今回はフェイクニュースに関するお話しです。

フェイクニュースとは

フェイクニュースとは言葉通りフェイク(嘘、偽造、ニセモノ、デマ)のニュース(情報、伝達)のことです。コトバンクでは、虚偽の情報でつくられたニュースのこと。主にネット上で発信・拡散されるうその記事を指すが、誹謗(ひぼう)・中傷を目的にした個人発信の投稿などを含む場合もあるとしています。

元々、偽情報というのは昔からありました。管官房長官の言ではありませんが「怪文書」という出所のはっきりしないものもありますし*1、いかにも公式文書やプレスリリースっぽい感じを偽装した物もあります。

殊に昨年2016年はアメリカ大統領選挙に関するものでフェイクニュースが過去に無く増え、その存在感を激増させた年でもありました。

旧来のフェイクニュースはアナログな書類やポスター、チラシみたいな媒体を使いましたが、今やTwitterやFacebookなどのSNS経由で爆発的な拡散を使うのが主流です。

何故フェイクニュースを作るのか?

簡単です。儲かるからです。無茶苦茶に儲かる。

とにかく儲かる

まず、なにしろ初期費用、運用費用といった経費がとにかく少ない。何しろ取材とか不要だから、そのための機材や諸経費が要らない。

殊に場所代や人件費が極小化出来る。必要なのはどういう風に扇動すれば耳目を集めそれを自動で膨張させるかに熟達したライター(或いはそのテクニックの蓄積)のみです。事務所を借りる必要も無い。ライターを雇って原稿を書いてもらって、それを纏めるにはネットを介してやりとりをすれば良い。

当然拡散もSNS経由で経費はかからないし、ニュースサイトっぽい体裁を整えたフェイクニュースサイトへ流入させれば、内部リンクを回遊させることも出来る。

上手く信用させれば、固定客化する上にそのお仲間を誘ってくれて勝手に流入が増えるという好循環(?)を作り出せばとても美味しい。

いまどきそれっぽいサイトを作るのもツールがあれば、素人でも簡単です。

出る物が少なければ、売上げの殆どが利益になってしまうのだから儲からない方がおかしい。

毎日新聞の本日朝刊に「ナショナル・リポート」他のフェイクニュースサイト運営で「フェイク(偽)ニュース王」と呼ばれたジェスティン・クーラー氏はインタビューで次のように語っている。


フェイクニュースを流すことで「情報の中には偽物がある。もっと慎重になって」と警告する狙いもあった、とクーラーさんは言う。だがサイト運営の目的は急速に変化した。閲覧数が増えると広告収入も伸びる。「そう。売れるんだ」。2014年にはライター20人を抱え、年収60万ドル(約6600万円)に達した。
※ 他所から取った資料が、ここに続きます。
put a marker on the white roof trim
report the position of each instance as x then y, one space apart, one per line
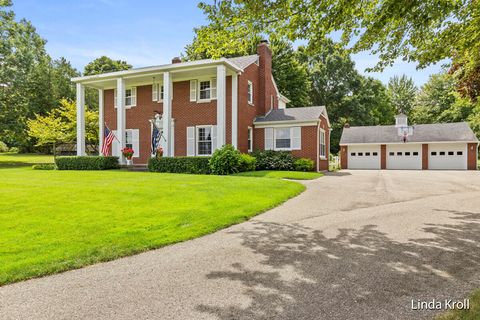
160 68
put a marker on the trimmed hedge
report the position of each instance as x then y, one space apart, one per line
87 163
196 165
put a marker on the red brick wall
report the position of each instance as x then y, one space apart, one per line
383 156
425 156
472 156
344 157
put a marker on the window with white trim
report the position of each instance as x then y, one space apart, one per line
204 141
250 139
323 144
250 92
155 92
282 139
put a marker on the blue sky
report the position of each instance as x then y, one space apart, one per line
142 32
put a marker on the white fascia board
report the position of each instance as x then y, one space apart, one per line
408 142
287 123
160 68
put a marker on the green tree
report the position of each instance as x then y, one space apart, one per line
105 64
402 91
59 125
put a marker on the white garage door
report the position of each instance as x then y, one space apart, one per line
404 156
364 157
447 156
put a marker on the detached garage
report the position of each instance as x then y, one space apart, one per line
441 146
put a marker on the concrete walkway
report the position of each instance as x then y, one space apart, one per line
355 245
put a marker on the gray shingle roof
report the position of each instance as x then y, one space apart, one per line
439 132
244 61
292 114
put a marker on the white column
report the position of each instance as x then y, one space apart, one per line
80 119
101 120
221 106
235 111
121 121
167 113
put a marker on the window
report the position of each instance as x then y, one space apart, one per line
204 141
250 92
323 144
250 139
204 90
129 139
282 138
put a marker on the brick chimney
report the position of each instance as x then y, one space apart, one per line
265 89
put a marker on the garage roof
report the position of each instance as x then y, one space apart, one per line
439 132
293 114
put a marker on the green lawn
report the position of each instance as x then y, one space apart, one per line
472 314
52 221
8 160
294 175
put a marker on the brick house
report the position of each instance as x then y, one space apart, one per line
203 105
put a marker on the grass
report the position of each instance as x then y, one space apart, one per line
471 314
294 175
52 221
9 160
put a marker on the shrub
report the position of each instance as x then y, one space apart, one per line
225 160
3 147
247 163
303 164
86 163
44 166
273 160
195 165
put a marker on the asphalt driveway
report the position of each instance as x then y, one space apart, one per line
355 245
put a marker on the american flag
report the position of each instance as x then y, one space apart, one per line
107 140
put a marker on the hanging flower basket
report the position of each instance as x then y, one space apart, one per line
128 154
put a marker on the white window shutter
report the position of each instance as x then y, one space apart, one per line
268 138
193 90
190 141
296 136
136 142
155 92
214 88
214 138
134 96
114 145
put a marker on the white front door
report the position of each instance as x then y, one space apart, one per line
404 156
447 156
364 157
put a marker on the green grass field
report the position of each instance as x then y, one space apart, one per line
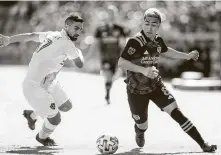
90 117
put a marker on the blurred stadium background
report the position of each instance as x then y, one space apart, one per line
189 25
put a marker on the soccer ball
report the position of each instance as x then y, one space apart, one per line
107 144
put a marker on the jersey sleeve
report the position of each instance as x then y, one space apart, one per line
43 35
97 33
131 48
164 46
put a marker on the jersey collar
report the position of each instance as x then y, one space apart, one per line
148 39
64 34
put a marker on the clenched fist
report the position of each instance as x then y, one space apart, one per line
4 40
150 72
193 55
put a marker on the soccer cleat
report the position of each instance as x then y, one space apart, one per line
139 137
46 142
31 122
107 98
208 148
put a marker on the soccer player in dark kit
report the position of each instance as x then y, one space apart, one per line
140 57
111 38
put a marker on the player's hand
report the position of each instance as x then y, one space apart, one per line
150 72
79 61
4 40
193 55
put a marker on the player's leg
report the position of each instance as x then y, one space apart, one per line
30 115
139 110
166 102
44 105
108 72
60 97
50 124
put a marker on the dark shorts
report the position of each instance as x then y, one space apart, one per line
139 103
109 65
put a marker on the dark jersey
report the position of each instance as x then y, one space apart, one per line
109 40
144 52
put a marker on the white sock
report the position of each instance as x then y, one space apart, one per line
33 115
47 129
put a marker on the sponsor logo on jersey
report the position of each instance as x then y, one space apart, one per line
146 52
159 49
131 50
52 106
136 117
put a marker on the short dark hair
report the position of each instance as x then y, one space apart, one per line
153 12
73 18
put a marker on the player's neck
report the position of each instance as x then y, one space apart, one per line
151 37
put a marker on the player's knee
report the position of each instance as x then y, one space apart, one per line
178 116
56 119
172 106
141 121
65 106
142 126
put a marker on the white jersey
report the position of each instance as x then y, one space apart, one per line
49 57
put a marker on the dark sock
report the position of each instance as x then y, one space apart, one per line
187 126
138 130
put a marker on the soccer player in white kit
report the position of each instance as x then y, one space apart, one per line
40 87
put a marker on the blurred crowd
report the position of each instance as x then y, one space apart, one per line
188 25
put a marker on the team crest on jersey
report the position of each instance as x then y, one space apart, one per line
159 49
136 117
131 50
52 106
本当にそんな純粋で偽悪的な姿勢だったかどうかは眉唾ものですが、そこはどうでも良いでしょう。

結局のところ、箱を開けたら儲かったのでライターを雇ってまで前のめりでフェイクニュースを仕事にしていたのです。そこは何を言おうと金が沢山手に入るなら騙しても構わないという姿勢がこの人にあったのです。

倫理的には低劣であったし、それは看過されるべき物ではありません*2

すごく簡単に騙される

とにかく簡単だったいうのも大きい。


「オバマ大統領がイスラム文化国際博物館のためにポケットマネーを出そうとしている」。こんなデタラメのニュースにさえ、保守層は飛びついた。保守系FOXニュースの番組で女性キャスターが真に受けて伝えたほどだ。「驚いたよ。思っていたよりずっと簡単だったんだ」。フェイクニュースを受け入れる素地は、米国には以前からあったのだ。
一般人ばかりか既存のメディアがフェイクニュースをニュースソースにしてしまっています。それも常識的に考えてあり得ないようなデタラメであっても騙されてしまう。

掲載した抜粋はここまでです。